Inquiry says poor leadership let fall of Kunduz to Taliban

Afghan investigators release report saying weak leadership let fall of Kunduz in September to Taliban

Photo by: TRTWorld
Photo by: TRTWorld

An inquiry said weak leadership, misuse of resources and lack of coordination between Afghan security services caused fall of Kunduz to Taliban in September.

Amrullah Saleh, head of the investigation team and a former intelligence agency chief, said that “The first biggest failure is leadership."

The team was appointed by Afghan President Ashraf Ghani, for whom the failure was an embarrassment.

A 30 page length summary of the report prepared by Afghan investigators was released on Saturday. The full report was submitted to President Ghani a month ago.

Saleh said that “Weakness in leadership, complexity within structure, and misuse of facilities and resources were the factors” which led Taliban to take control of Kunduz on September 28 for three days.

A government counter-offensive with troop and aircraft support from the United States took the strategic city, which is an important transportation hub for the north of the country, back in two weeks.

Taliban seized 37 armoured vehicles and some 1,000 different types of weapons from the security forces when they had entered Kunduz, Saleh said.
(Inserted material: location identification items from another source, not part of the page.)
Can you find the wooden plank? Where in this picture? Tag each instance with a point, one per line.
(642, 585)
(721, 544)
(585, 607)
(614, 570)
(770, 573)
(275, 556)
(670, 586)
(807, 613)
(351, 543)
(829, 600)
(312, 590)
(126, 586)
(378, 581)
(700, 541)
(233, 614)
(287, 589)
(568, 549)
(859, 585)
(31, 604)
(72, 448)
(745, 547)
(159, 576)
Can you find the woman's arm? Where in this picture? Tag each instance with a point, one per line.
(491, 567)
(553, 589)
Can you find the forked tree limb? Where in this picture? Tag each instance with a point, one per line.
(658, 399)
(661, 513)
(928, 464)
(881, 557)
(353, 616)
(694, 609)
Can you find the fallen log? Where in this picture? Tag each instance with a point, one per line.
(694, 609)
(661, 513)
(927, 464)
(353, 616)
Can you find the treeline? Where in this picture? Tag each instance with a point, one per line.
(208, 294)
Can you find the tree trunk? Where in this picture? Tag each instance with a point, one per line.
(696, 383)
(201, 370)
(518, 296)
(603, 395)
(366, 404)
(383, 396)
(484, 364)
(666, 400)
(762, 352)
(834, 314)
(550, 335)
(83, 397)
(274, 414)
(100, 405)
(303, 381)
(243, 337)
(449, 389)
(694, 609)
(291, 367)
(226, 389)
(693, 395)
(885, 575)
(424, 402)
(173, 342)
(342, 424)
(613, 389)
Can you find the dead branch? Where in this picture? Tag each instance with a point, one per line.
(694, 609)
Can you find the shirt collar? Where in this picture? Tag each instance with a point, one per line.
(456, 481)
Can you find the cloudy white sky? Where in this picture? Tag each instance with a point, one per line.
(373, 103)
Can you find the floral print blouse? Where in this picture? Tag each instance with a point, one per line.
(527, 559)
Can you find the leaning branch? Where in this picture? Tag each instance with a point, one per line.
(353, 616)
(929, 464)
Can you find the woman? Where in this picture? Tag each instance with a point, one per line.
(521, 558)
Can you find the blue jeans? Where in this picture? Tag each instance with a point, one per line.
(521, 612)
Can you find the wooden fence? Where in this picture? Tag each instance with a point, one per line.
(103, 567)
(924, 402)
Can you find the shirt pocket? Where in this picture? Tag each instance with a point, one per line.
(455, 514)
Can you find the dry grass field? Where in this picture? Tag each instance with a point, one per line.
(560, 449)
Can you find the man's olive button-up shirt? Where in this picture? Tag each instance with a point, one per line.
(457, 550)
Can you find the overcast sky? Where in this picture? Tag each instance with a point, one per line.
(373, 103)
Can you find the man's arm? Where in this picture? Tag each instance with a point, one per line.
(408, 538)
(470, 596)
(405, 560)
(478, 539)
He said he had offered a reform for the National Security Council, which is also at fault.

Saleh said that Taliban militants took their "instructions" from "someone in Peshawar, Pakistan."

Afghanistan's intelligence service recorded telephone conversations between Taliban leaders in Kunduz and unnamed "individuals in the Taliban base of Peshawar," the report says.

He also blamed Pakistani authorities for supporting Taliban in their assault of Kunduz. Afghanistan accuses Pakistan to give a safe zone to Taliban leaders.

Pakistan denies involvement in the Kunduz Assault.

US forces to prolong

NATO’s mission in Afghanistan ended in last December, but the fall of Kunduz, a major success for Taliban since it was overthrown from power in 2001, caused the United States to prolong its military engagement in the country.

President Barack Obama announced a US force of 9,800 will settle in Afghanistan through most of 2016 due to “very fragile” security situation.

Some 200 people including civilians and security officials were killed during the fight, while provincial governor said Taliban fatalities were higher.